Engels parlait du « mariage monogame » et expliquait qu’il existe
« non en tant que réconciliation de l’homme et de la femme, encore moins comme la forme la plus haute de cette réconciliation ». Bien au contraire. Le mariage monogame fait
son entrée en scène comme moyen d’un sexe pour subjuguer l’autre ; il annonce une lutte entre les sexes inconnue pendant l’ensemble de la période préhistorique qui l’a
précédé. »
« La première opposition de classe apparue dans l’histoire coïncide avec le
développement de l’antagonisme entre l’homme et la femme au sein du mariage monogame, et la première oppression de classe coïncide avec l’oppression du sexe féminin par le
masculin. »
« La famille moderne individuelle est fondée sur l’esclavage ouvert ou occulte
de la femme, et la société moderne est une masse composée de ces familles individuelles qui sont ses molécules. » La solution d’Engels, bien évidemment, nous la connaissons
déjà.
Le Manifeste de Libération Gay, tout comme l’œuvre d’Engels avant lui, affirme qu’une
fois rejetées les antiques entraves de « l’hétérosexisme, du privilège des mâles et de la tyrannie des rôles de genre traditionnels », nous allons tous pouvoir vivre dans une
glorieuse et radieuse « nouvelle démocratie sexuelle » d’où « la honte érotique et la culpabilité seraient bannies ». Cela renvoie, en pratique, plus ou moins à ce
que nous avons désormais : tout le monde peut coucher avec n’importe qui, et personne n’obtient de droit sur autrui sur le long terme, que ce soit dans le mariage ou comme
parents.
Maintenant que la boule de neige du « mariage gay » a démarré, les
promoteurs de l’idéologie n’ont plus que quelques opérations de nettoyage à faire. La pression s’exerce déjà pour élargir la définition éclatée du mariage afin de pouvoir inclure des
partenaires multiples de chaque sexe et de légaliser et d’accepter la pédophilie – en tant qu’expression des « droits » des enfants.
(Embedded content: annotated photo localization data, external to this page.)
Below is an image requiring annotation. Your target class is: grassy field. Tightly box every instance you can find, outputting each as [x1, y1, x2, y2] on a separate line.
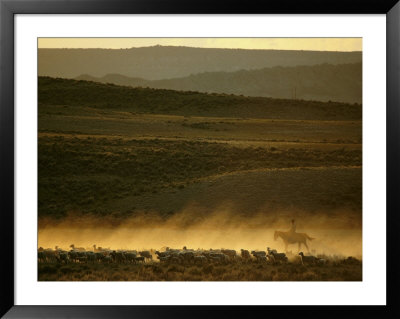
[38, 259, 362, 281]
[38, 77, 362, 280]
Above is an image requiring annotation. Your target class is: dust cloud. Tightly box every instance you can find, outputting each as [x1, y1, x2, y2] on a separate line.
[38, 205, 362, 259]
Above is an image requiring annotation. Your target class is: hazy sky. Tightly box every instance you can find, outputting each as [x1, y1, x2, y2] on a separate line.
[38, 38, 362, 52]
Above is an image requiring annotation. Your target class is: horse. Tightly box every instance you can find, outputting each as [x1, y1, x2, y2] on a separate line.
[274, 230, 315, 253]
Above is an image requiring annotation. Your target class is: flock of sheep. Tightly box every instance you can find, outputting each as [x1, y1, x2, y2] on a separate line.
[37, 244, 335, 266]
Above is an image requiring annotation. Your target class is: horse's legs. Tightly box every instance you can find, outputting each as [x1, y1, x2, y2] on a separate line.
[304, 241, 309, 253]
Mais comme pour toutes les utopies, la grande faiblesse de l’homosexualisme réside
dans son incapacité à considérer la nature humaine dans sa totalité. Il propose essentiellement un état permanent d’adolescence jouisseur, et pour les adolescents jouisseurs, cela
paraît valoir le coup. Mangez tous les gâteaux que vous voulez, au petit-déjeuner, au déjeuner et au dîner, et ne grossissez jamais.
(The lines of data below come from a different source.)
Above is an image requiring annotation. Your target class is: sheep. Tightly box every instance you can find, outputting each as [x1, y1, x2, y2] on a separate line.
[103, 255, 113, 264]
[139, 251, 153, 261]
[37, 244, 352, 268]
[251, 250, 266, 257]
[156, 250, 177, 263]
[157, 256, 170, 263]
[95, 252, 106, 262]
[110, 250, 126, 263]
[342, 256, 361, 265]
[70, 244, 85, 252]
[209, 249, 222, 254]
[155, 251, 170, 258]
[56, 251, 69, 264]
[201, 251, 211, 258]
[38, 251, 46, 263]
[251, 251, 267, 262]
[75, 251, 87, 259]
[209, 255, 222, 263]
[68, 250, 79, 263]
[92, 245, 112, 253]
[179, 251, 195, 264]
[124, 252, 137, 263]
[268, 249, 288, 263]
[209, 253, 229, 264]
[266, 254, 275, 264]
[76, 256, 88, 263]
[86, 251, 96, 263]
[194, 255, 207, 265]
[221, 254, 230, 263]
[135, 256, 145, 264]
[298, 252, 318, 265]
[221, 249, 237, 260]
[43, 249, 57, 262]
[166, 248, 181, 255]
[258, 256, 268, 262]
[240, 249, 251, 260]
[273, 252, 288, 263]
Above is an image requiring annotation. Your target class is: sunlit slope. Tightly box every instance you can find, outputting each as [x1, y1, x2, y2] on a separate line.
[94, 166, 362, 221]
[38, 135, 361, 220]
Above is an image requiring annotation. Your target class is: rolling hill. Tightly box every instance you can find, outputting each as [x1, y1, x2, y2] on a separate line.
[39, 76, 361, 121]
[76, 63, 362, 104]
Hélas, depuis les années 1960, la plupart d’entre nous avons été élevés dans l’idée
que ce programme était au cœur du sens de la liberté et que sa mise en œuvre était tout le propos de la démocratie. Cette idéologie était déjà vantée aux enfants par la télévision quand
j’étais enfant. Je me rappelle l’énorme succès d’un dessin animé télévisé en 1974 appelé « Libres d’être toi et moi » qui nous apprenait, à travers une série de sketches
animés mignons, racontés par les icônes de la gauche des années 1970, Marlo Thomas et Alan Aida, que c’était mal d’accepter comme allant de soi, ou d’adopter, les rôles traditionnels
des sexes. L’idéologie du genre pour les maternelles.
Pour ceux qui essaient de la mettre concrètement en pratique, cependant, il devient
vite évident que les êtres humains ne sont tout simplement pas faits pour fonctionner de cette manière, et que le fait de baser la culture tout entière sur cette proposition, comme nous
le faisons depuis les années 1960, entraînera un état maussade de chaos émotionnel et social, une misère, une solitude, une pauvreté et un égoïsme tels que le monde n’en avait jamais
vus.
Le problème principal de la version homosexualiste du rêve marxiste est qu’il faut
obtenir que tout le monde soit d’accord. Et je dis bien : tout le monde. Les théoriciens marxistes ont toujours su
qu’une utopie ne fonctionne vraiment que si personne n’a le droit d’avancer une quelconque objection. Tout le monde doit être d’accord, aucune dissension ne peut être tolérée au risque
de faire éclater la logique en bulle de savon de l’entreprise.
La première voix à faire taire, et de manière agressive, est donc, comme toujours,
l’Eglise qui propose quelque chose de considérablement plus riche et (oups) fertile pour la destinée de l’homme que ce matérialisme et ce sensualisme faciles. Cette Eglise qui a, en
outre une connaissance bien plus complète de la nature humaine, et qui sait que la licence absolue n’est en rien une recette de bonheur humain… loin s’en faut.